The building, a 22,000 square foot complex placed on the Rocky Mountain Arsenal National Wildlife Refuge, houses 1.3 million different artifacts.
Elephants, rhinos, whales, tigers, bears, dolphins, sea turtles and other species are all represented in the rather macabre (but fascinating) assembly.
It’s far from being the one and only place wildlife artifacts are housed, the repository only holds a small slice of the wildlife contraband that is seized in the country.
“Everyday is different, and you never know what is going to come in next,” stated Sarah Metzer, education specialist for the facility.
The collection has been growing for decades, taking in forfeited items once the courts or US ports of entry are done with them.
“And when we see them collected like this, it really gives us that perspective of the volume of these types of things coming in,” Metzer continued.
So the remains are collected with the intent of repurposing them for scientific, law enforcement, or educational needs. Each year the facility takes in items and sends out thousands of artifacts to schools, libraries, and universities.
“We really want these items that are seized and confiscated to be repurposed to help educate people about the species,” finished Metzer.
If the Repository has piqued your interest, you can learn and see more about their programs and mission on their website.
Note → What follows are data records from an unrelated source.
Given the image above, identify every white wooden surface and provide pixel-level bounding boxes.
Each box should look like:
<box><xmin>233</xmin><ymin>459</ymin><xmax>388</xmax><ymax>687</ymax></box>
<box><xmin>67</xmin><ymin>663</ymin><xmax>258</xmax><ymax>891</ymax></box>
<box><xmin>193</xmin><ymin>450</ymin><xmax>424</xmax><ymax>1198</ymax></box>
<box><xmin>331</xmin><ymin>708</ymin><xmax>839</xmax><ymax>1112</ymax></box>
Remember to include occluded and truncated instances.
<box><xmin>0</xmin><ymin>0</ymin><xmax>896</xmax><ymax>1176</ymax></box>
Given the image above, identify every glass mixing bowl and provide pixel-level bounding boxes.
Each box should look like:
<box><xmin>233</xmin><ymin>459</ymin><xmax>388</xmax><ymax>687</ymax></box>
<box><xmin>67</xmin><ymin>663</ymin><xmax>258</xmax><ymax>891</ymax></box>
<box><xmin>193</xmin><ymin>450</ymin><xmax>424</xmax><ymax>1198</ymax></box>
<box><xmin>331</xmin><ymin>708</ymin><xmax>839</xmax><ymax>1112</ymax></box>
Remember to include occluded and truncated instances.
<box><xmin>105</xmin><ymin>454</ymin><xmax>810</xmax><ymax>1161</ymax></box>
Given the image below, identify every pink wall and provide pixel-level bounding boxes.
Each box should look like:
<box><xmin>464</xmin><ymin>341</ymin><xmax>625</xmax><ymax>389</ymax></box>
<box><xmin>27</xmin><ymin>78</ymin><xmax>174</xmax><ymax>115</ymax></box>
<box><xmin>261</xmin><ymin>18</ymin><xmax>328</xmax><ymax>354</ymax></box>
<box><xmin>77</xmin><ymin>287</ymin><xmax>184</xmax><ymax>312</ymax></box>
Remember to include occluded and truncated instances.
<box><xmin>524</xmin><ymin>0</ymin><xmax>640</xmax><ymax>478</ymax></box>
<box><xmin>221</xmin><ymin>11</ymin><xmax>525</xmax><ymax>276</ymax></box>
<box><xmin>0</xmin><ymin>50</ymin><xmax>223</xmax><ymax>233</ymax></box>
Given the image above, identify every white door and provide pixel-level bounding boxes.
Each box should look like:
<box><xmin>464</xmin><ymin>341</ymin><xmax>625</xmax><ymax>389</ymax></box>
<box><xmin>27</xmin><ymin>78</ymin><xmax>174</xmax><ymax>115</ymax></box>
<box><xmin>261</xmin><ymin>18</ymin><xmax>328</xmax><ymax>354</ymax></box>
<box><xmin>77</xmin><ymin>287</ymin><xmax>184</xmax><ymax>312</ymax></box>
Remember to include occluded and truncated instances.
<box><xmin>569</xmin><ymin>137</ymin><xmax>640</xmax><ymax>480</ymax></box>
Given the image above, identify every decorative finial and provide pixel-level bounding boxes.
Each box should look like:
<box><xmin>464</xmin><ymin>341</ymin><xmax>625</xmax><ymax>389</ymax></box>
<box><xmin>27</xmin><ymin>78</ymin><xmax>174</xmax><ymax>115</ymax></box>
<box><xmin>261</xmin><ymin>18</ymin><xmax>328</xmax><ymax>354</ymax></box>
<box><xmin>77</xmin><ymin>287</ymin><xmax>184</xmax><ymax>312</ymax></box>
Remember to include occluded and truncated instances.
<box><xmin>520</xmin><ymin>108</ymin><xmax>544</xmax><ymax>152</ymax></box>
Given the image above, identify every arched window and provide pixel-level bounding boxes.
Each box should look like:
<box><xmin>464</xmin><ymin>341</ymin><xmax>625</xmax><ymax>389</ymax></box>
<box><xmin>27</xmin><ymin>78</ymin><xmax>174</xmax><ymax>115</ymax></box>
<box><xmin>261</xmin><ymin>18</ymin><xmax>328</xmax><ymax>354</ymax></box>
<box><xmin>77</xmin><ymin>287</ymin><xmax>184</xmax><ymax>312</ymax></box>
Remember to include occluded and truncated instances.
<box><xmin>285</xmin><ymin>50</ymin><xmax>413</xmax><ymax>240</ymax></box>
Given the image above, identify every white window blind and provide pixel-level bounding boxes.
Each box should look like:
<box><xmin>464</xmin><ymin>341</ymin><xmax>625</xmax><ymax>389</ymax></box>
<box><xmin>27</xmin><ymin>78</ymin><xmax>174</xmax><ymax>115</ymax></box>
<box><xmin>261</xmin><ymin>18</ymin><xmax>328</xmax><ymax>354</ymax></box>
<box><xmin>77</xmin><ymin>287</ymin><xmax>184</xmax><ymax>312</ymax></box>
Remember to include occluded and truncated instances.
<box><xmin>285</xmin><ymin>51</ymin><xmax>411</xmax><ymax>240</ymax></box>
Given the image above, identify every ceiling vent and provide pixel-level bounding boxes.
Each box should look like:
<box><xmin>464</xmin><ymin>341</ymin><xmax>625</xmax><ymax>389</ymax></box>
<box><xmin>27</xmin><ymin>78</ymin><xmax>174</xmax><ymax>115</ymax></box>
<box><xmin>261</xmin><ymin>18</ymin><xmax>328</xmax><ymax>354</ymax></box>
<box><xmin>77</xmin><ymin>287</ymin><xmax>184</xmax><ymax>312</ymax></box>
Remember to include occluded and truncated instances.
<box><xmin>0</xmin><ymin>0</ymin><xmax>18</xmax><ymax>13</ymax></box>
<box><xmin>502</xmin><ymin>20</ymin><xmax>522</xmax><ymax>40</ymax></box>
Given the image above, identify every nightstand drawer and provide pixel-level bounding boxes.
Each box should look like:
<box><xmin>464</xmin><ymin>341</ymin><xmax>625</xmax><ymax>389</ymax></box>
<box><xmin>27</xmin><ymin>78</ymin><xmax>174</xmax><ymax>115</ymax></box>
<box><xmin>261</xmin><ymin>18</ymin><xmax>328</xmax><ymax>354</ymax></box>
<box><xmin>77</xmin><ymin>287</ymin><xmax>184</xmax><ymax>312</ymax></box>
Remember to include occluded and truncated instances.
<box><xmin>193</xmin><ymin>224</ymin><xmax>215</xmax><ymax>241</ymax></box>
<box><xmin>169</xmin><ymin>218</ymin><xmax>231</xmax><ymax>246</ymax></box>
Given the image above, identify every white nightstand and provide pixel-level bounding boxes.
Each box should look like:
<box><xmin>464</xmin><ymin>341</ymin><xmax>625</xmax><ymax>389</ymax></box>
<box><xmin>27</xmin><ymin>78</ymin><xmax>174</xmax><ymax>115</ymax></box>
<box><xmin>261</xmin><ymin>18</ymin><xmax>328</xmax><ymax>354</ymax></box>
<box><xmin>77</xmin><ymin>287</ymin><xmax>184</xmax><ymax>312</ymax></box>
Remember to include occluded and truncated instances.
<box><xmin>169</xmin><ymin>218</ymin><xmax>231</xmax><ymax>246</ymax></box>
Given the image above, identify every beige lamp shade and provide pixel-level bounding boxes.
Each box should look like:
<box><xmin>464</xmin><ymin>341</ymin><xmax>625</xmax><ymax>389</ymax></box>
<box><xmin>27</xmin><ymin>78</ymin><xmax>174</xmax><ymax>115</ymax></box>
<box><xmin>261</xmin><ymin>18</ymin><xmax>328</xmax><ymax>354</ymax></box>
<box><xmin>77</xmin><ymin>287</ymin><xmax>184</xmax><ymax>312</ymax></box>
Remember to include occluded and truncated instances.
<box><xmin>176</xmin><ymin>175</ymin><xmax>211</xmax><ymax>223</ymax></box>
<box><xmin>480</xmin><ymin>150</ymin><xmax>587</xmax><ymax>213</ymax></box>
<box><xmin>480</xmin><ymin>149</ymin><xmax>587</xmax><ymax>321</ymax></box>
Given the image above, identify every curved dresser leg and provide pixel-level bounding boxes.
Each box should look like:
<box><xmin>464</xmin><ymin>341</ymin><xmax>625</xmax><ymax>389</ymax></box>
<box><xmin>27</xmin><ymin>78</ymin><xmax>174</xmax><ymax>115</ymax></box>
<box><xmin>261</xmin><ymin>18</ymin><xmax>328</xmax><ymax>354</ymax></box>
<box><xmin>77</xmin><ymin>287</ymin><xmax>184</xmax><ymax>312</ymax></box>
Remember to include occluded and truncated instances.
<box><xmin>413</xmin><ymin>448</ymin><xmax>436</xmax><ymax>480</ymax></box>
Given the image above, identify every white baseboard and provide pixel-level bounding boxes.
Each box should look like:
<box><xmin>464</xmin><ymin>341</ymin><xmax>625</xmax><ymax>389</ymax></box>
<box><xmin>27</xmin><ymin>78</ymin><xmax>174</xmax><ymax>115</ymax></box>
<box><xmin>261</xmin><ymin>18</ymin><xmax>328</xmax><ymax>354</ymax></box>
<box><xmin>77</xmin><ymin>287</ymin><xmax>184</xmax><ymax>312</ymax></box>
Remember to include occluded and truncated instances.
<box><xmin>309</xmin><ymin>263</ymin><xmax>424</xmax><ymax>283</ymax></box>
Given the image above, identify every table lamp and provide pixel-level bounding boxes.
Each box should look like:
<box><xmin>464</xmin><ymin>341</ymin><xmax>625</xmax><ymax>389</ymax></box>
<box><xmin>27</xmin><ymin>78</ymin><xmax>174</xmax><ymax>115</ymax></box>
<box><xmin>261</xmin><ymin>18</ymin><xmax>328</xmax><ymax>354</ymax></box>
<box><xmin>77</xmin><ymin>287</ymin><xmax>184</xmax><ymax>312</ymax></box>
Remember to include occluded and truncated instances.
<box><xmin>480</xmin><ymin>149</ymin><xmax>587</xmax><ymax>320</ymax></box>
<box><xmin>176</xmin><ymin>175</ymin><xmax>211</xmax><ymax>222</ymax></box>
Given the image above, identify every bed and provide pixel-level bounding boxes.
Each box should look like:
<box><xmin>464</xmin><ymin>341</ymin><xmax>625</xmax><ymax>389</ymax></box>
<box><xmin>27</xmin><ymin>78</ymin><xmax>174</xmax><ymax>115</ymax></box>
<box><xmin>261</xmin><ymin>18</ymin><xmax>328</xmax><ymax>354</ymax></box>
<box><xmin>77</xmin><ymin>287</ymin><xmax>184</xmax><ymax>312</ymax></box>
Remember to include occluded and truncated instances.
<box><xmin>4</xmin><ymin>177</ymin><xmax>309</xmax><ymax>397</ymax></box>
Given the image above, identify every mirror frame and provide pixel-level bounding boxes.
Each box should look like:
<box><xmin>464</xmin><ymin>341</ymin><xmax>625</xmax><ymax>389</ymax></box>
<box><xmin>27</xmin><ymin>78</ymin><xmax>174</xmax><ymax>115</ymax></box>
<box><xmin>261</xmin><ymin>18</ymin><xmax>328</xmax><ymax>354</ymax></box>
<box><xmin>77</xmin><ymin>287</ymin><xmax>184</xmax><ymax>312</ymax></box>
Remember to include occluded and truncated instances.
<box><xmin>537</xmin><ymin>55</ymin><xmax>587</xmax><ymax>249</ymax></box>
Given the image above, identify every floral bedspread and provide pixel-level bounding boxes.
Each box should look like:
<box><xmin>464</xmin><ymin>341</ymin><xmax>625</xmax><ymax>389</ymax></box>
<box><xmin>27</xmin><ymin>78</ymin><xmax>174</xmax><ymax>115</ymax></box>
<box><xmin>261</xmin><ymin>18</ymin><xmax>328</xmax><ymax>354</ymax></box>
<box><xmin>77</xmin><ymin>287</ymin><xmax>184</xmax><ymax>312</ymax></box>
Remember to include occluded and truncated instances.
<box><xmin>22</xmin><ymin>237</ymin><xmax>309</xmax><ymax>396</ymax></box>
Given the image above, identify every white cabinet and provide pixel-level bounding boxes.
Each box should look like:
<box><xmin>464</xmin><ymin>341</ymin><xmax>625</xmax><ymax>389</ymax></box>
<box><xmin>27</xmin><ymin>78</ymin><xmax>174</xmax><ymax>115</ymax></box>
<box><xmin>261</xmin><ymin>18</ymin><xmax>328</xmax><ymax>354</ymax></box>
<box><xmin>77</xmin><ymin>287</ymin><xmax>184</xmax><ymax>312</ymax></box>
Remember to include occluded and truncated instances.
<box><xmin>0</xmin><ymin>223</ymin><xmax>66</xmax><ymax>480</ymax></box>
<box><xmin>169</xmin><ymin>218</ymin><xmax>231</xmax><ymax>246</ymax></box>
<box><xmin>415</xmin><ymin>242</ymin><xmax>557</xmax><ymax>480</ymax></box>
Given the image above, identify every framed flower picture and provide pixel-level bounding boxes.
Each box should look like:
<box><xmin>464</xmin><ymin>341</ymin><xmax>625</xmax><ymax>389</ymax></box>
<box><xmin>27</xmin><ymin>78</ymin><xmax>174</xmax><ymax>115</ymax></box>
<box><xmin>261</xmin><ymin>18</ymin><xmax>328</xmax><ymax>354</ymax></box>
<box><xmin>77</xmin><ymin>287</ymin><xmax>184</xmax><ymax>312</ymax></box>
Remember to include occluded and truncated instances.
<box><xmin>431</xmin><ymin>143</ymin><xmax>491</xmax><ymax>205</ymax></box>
You’ll also find details on how your group can take part in a tour of the facility for free. Tours only happen once a month, require reservations and are not open to children under 12-years-old.
“The facility is responsible for receiving wildlife items that have been forfeited or abandoned to the U.S. Fish and Wildlife Service. In accordance with the law, these items are stored in a secure environment, and many of the items are donated to educational facilities, nonprofit organizations, and conservation agencies to aid in teaching about endangered species and other wildlife. Others items are sent to scientific institutions to be used in research to develop better identification methods to protect wildlife.”